In the extraction aspect, the paper discloses two different extraction schemes on treating refractory ores, namely pretreatment followed by gold leaching and direct leaching. Pretreatment process involving roasting chemical oxidation and bio-oxidation have been discussed. Direct leaching of gold ore processing such as heap leaching, carbon in pulp (CIP), carbon in leach (CIL) and resin in pulp (RIP) are summarized. This paper also dicloses in a detailed manner the research approach on the development of alternative leach reagents which could improve environmental concerns as compared to the use of cyanide.
In order to generate the most value from refractory gold ore cip extraction plant and prevent longer-term distress due to grade erosion, we see three main areas for action that miners should consider:
Diligent mine planning and plant design are crucial to keep capital expenditures (capex) on budget and ensure that operating expenditures (opex) stay in the expected range during the production stage. In order to decrease capex overspending, miners should pay extra attention to the plant design prior to construction. Identification of bottlenecks and overcapacities is crucial due to the many recirculation systems needed at the processing plant. A suboptimal plant design for a specific ore can quickly erode the benefits of higher-grade refractory ores through reduced recovery or the inability to approach nominal capacity. Miners should also be mindful of proper material selection during plant construction in order to decrease downtimes caused by, for example, extensive material wear in the highly corrosive environment associated with autoclaves.

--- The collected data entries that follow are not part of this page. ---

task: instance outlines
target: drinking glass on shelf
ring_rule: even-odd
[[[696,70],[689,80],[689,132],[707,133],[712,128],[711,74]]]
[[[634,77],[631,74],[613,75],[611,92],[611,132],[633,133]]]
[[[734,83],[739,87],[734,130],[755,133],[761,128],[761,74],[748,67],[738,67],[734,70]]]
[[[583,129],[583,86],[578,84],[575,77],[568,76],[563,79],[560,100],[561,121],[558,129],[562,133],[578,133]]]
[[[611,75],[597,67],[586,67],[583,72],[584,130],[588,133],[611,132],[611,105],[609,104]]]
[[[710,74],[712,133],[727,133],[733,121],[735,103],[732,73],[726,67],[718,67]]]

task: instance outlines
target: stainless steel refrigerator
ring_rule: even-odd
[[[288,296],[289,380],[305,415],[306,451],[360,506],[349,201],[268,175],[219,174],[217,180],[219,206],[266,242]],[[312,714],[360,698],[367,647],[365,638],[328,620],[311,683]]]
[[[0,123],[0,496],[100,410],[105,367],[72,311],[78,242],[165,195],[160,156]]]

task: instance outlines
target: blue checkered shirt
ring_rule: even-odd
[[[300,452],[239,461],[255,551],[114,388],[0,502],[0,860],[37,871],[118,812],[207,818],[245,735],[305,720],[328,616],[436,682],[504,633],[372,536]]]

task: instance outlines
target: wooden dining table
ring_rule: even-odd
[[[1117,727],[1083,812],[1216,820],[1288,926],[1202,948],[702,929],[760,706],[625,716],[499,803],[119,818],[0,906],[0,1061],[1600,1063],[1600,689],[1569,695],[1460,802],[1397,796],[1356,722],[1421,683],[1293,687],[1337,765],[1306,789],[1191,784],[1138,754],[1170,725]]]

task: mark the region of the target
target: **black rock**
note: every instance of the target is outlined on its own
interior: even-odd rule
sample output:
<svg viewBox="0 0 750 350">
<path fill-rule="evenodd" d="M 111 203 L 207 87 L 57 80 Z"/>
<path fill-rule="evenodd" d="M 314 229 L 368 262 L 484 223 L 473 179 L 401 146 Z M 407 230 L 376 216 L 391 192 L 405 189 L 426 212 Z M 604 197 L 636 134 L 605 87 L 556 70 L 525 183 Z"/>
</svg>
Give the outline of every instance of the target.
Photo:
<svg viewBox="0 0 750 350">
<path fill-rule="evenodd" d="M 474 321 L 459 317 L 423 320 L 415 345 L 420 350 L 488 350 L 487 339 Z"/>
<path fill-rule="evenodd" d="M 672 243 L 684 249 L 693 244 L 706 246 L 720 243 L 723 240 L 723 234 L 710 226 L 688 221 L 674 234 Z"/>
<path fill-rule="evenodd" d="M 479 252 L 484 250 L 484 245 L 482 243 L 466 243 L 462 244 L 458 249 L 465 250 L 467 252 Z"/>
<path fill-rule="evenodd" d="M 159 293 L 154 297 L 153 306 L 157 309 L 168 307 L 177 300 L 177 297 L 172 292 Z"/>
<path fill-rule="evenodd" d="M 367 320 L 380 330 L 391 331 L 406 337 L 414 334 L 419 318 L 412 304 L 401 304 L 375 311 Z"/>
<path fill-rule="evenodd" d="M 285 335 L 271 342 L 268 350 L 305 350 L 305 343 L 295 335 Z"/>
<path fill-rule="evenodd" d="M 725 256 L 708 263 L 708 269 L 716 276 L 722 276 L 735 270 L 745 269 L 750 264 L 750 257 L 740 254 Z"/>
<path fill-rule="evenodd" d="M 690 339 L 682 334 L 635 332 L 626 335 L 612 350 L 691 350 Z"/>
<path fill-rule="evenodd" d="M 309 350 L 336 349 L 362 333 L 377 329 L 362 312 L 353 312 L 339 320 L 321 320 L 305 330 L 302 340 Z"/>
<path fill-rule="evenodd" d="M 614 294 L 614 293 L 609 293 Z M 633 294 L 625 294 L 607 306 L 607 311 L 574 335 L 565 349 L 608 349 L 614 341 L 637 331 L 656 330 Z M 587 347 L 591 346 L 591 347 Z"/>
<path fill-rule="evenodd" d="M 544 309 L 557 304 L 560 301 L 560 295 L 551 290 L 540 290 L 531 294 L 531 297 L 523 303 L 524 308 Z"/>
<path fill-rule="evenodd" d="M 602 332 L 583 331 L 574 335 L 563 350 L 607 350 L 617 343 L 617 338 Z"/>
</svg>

The role of biotechnology in different facets of gold extraction metallurgy is illustrated with respect to biogenesis of gold ore processing plant, biobenefication, bioliberation and bioenvironmental control. The use and commerical potential of this technology are discussed with reference to the mining and processing of Hutti gold ores. A microbial survey of the Hutti gold mines revealed the ubiquitous presence of various autotrophic and heterotrophic bacteria, fungi and yeast of relevance in gold processing. The possible roles played by different indigenous microorganisms in the formation, conversion and transport of gold along with various associated minerals have been brought out. Similarly, the role of Thiobacillus ferrooxidans in the flotation beneficiation of gold-bearing sulphides and in enhancing gold recovery from refractory sulphide ores and concentrates has been demonstrated. Direct gold solubilization could be achieved by Bacillus spp. Various fungi and yeast were found to be useful in the biosorption of gold and other base metals from cyanide effluents. It could thus show that biotechnology could be beneficially utilized in different stages of precious metal processing spanning from mining to waste disposal.

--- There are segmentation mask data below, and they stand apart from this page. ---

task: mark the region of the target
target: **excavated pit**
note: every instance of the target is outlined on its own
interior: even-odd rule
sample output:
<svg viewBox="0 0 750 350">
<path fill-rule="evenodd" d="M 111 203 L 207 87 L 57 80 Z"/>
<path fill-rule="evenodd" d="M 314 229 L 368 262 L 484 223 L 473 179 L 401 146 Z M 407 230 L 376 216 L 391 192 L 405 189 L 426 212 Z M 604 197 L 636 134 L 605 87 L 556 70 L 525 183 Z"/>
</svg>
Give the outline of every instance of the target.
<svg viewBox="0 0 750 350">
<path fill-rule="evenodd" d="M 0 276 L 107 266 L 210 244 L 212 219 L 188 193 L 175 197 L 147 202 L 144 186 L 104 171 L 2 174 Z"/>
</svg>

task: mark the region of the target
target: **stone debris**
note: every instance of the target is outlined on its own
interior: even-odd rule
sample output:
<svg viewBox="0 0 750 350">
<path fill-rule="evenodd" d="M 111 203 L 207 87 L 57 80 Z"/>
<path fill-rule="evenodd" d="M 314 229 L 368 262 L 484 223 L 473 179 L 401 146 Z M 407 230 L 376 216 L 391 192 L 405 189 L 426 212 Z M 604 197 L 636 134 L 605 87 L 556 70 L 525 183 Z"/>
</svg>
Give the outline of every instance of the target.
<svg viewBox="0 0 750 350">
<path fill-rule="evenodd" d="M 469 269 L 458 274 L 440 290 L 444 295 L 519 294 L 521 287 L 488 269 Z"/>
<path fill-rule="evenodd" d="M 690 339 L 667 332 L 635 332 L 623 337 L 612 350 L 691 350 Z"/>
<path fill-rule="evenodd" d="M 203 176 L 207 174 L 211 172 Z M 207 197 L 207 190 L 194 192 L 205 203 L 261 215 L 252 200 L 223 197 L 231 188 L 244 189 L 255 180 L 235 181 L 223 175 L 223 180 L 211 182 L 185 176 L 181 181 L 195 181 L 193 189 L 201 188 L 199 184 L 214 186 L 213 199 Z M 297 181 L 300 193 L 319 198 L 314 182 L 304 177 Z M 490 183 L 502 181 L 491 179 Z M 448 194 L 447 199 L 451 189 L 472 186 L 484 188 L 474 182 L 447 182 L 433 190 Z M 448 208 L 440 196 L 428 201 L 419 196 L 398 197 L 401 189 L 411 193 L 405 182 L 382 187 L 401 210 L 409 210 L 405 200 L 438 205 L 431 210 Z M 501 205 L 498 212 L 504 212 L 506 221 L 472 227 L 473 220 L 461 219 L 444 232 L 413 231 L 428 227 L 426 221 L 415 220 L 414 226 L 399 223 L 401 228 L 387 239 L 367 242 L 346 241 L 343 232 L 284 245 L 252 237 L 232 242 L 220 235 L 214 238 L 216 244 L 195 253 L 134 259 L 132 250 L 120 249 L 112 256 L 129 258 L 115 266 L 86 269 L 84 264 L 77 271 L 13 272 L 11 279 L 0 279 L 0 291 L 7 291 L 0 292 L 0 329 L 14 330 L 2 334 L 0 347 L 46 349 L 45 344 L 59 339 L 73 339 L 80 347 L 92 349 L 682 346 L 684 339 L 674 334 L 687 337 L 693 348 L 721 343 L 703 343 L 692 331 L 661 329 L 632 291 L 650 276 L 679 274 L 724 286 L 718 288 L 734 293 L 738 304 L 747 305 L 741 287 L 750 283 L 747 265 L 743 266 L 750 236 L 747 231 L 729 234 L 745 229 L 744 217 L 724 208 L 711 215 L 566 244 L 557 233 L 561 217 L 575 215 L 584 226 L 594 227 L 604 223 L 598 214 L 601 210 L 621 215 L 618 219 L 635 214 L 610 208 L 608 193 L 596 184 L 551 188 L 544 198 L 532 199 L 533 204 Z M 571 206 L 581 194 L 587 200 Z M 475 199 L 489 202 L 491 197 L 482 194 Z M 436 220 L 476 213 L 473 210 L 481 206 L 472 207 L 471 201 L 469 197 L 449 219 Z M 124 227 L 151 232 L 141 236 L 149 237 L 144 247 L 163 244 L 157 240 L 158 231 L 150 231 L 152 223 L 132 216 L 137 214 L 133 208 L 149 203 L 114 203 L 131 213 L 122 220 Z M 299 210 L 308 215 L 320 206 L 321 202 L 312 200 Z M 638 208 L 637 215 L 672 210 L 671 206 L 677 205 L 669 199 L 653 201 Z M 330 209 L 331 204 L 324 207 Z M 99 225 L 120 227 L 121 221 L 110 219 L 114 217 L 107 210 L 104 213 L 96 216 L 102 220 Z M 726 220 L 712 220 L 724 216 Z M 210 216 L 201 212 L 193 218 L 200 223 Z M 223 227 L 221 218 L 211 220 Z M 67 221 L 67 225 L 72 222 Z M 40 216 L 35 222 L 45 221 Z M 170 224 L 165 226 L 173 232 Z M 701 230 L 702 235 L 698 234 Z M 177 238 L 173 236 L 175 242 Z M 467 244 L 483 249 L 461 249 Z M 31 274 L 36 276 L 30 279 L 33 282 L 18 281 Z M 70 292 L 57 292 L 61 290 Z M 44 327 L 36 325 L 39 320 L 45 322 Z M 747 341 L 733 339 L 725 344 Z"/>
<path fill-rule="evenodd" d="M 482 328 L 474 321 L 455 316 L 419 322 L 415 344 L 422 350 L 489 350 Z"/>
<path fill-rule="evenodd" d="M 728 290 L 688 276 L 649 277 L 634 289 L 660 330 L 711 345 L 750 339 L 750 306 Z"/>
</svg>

A Review of the Cyanidation Treatment of Copper ore Separation and Concentrates
by Diego Medina * andCorby G. Anderson and reagents proposed for the effective treatment of these ores. The primary purpose of this review paper is to present the hydrometallurgical processes that currently exist in the mining industry for the treatment of silver, copper, and tantalum ore separation, as well as concentrate treatments. In addition, this paper aims to present the most important challenges that the industry currently faces, so that future processes that are both more efficient and feasible may be established.